The Journal of Best Practices by David Finch

David Finch and his wife Kristen find themselves at an impasse after five years of marriage. He is not the man that she married, probably because he has a special gift for playing other people or “characters”. Luckily Kristen has a hunch – he has Asperger Syndrome – and therein lies the rub. This is why they have trouble communicating, why they’ve lost touch: Finch’s innate lack of empathy. So what’s the solution? Well, Finch’s love for his wife makes him want to be a better man, and while he goes about that process in a way that is a bit clinical, his aim is true.

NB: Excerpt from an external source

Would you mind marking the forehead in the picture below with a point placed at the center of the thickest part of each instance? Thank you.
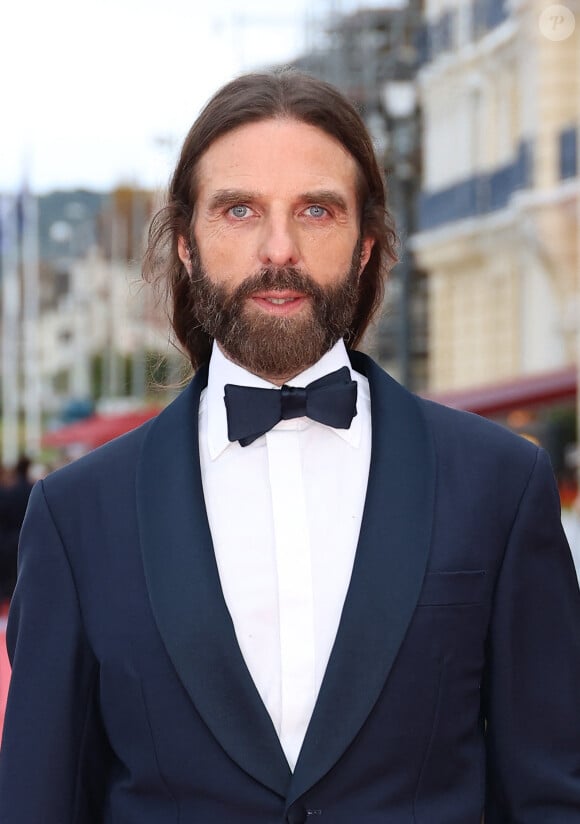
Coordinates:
(277, 155)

The book was the perfect combination of hilarious and heartfelt. Finch has a way of detailing his compulsions that makes them hard to criticize because you’re laughing so hard. Make no mistake, I also cringed, but only before I burst out laughing again. It was immensely entertaining, although there was one point where I put the book down and didn’t pick it back up for weeks. Usually that means that I’m done, but when I picked it back up I was right back to being immensely entertained. One issue that I found with the book was Kristen’s lack of acknowledgement of her role in the crumbling of their marriage, or what I felt was her lack of acknowledgement. She says all of the right things in every situation, she talks about them each taking responsibility for their actions, and how they should be more communicative, but he really does all of the heavy lifting. And I guess that’s the point of the book? It’s his journey, after all.

This book was of special interest to me as my husband also had a late in life Asperger Syndrome diagnosis. I wasn’t expecting to understand my husband more by way of reading this book or to receive some sort of epiphany; I simply wanted to see certain aspects of our relationship reflected back at me, and that was extremely satisfying.